In short, don’t mistake simply having a presence for quality marketing.


But what about my competitors?!

Their competitors are on Instagram and they’re going to get all the business of the people who are age 35 and younger who are the main demographic of Instagram users. They’re worried that they’re going to look uncool. Everyone else is doing it. They’ll fret about things like “What if we lose out on an opportunity because we’re the one law firm in the city who isn’t on there?!”

Well, that’s a risk. The trick here is to have an educated guess as to what their law firm’s audience is going to be looking for and seeing what the best ways to provide that are. It’s not set in stone. Just because something doesn’t work at this juncture doesn’t mean it won’t work shortly down the line or in a year or three. Not having an Instagram until you are ready is far better than having one that is dormant. Sometimes, not having one at all and using the resources on another more appropriate platform is best.


How do I know if I’m using it right?

Misuse of an app is one of the most common pitfalls of a business venturing into social media. This is why hiring a brand consultant or a social media firm is a great idea, even for small companies with a limited budget. So we’ll imagine that the law firm has gone over all other social media platforms to determine if they are right for them and now we’re left looking at Instagram. We know it’s a great platform for creatively showing off your products and services, but we don’t really have a way to do so as a law firm. There are some ways to work within the parameters and still have the potential to be successful on the platform, but you need to have a much lengthier consultation with the firm to determine what ways those are.

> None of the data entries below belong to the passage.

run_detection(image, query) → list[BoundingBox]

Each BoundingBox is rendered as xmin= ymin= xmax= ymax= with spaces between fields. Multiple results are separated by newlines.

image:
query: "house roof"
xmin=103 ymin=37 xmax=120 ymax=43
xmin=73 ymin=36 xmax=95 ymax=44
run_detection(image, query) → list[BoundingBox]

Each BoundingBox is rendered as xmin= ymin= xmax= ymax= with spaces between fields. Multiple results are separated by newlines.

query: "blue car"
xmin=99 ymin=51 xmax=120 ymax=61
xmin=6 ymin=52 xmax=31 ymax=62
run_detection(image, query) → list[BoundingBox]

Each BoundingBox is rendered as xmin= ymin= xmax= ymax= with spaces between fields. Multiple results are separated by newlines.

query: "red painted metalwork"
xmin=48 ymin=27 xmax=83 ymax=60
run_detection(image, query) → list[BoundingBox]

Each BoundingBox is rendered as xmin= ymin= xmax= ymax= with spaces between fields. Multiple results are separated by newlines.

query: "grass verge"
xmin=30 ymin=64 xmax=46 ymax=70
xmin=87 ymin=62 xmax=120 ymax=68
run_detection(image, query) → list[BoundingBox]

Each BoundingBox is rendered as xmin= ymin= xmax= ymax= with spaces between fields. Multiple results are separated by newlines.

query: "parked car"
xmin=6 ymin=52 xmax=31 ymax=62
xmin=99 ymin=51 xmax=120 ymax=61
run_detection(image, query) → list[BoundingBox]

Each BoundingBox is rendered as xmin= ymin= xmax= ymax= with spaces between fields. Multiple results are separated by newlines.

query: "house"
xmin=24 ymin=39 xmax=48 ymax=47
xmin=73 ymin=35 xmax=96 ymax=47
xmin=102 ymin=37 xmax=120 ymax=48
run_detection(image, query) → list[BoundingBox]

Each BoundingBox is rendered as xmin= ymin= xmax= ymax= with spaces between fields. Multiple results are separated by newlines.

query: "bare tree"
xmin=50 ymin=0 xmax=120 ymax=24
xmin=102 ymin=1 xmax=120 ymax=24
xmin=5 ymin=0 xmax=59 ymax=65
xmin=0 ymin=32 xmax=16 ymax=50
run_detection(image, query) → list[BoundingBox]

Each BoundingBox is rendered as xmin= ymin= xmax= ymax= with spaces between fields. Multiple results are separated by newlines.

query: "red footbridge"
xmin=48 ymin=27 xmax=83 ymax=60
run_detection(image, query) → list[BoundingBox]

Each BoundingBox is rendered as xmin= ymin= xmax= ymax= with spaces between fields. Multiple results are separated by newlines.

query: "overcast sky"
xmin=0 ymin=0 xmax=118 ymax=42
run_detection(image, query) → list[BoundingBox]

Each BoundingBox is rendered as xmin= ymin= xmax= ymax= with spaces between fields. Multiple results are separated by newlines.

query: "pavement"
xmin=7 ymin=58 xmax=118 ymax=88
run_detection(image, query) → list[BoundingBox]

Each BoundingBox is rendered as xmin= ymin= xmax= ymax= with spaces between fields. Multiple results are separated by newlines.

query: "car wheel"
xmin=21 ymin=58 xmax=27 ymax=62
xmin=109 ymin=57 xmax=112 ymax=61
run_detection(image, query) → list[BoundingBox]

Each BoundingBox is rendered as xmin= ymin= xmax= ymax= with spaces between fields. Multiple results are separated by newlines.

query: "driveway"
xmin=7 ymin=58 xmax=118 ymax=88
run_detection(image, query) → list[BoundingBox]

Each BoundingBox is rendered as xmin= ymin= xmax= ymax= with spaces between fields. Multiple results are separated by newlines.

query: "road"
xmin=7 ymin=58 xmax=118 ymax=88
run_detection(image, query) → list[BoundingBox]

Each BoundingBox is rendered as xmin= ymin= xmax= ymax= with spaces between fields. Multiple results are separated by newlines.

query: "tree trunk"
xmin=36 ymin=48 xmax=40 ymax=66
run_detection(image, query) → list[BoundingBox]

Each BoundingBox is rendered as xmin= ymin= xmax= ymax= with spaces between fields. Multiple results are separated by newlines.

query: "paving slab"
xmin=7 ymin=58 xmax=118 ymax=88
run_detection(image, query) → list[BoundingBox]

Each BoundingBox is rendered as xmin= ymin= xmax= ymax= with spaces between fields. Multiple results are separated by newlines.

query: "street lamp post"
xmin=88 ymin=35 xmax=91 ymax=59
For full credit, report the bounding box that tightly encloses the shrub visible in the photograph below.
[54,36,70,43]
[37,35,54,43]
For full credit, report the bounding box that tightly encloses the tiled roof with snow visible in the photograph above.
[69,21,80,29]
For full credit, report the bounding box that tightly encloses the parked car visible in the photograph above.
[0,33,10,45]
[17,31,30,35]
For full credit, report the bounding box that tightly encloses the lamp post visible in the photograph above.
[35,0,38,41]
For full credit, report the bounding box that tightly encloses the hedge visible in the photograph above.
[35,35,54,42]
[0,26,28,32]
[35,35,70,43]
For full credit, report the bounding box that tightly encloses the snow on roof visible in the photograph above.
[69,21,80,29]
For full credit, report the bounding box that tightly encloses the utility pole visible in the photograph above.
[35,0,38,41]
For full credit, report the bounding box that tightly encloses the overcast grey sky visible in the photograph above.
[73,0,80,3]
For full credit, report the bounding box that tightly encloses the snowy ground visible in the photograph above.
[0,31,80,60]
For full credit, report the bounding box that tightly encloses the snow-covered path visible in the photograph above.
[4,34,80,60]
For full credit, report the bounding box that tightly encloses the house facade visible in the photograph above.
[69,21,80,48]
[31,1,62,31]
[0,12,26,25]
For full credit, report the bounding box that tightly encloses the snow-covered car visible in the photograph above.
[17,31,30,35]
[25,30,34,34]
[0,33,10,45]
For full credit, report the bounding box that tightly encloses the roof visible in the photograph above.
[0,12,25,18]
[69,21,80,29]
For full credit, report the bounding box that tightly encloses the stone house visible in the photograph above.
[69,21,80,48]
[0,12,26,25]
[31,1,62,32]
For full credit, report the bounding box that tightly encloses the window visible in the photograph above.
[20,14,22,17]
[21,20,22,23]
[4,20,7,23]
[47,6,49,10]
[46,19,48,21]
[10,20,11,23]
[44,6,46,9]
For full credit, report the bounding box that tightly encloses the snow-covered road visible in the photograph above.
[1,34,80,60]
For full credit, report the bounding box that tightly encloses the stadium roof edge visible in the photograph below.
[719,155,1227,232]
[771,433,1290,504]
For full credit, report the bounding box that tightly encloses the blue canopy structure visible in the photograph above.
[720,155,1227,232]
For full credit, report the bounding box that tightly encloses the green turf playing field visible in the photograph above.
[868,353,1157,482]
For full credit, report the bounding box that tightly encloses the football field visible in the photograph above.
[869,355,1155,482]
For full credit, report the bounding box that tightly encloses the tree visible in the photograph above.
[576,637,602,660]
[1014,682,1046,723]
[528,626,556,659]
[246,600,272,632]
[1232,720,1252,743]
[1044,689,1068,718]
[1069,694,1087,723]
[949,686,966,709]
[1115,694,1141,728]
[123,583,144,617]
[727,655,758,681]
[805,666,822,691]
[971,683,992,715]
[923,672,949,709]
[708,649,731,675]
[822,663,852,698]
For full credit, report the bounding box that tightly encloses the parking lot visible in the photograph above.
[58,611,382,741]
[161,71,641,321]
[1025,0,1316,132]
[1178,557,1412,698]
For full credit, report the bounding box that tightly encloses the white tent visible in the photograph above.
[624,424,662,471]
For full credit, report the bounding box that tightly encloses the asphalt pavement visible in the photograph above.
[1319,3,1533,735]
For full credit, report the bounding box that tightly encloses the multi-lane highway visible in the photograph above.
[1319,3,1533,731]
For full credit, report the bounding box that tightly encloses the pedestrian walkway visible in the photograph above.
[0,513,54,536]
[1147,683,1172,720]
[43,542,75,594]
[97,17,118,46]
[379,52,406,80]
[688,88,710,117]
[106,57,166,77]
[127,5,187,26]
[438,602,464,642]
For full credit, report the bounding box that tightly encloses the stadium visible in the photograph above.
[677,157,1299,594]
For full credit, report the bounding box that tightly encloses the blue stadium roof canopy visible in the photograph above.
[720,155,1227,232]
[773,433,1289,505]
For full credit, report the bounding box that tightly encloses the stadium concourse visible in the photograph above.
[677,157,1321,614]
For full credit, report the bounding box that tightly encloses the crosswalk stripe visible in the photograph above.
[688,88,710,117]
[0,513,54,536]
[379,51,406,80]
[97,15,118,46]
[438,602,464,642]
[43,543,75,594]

#Engagement – What the client will need to be told

Other things to remember when choosing to utilize a platform are:

You have to engage your audience, not just post things in hopes that they like it.

You need to be consistent in your message and visual aspects.

You need to know the appropriate way to use the platform, both the technology and the community/culture of the users. (How and when to hashtag, what acronyms are commonly used, what memes and other inside jokes users may have developed, etc)

You need to proofread everything. Seriously. Everything, every time.

You need to take the time to understand the support tools that will make using a successfully implemented app easier.

You have to be patient. You aren’t going to start your account, then log in the next morning to find you have 50,000 followers. It’s something you have to work at and build.

You have to learn metrics. Analytics. What all this data means, how to get it and what to do with it.

If your client can’t agree to all these items, their social media plans will never work out the way they want them to. Be sure they know it!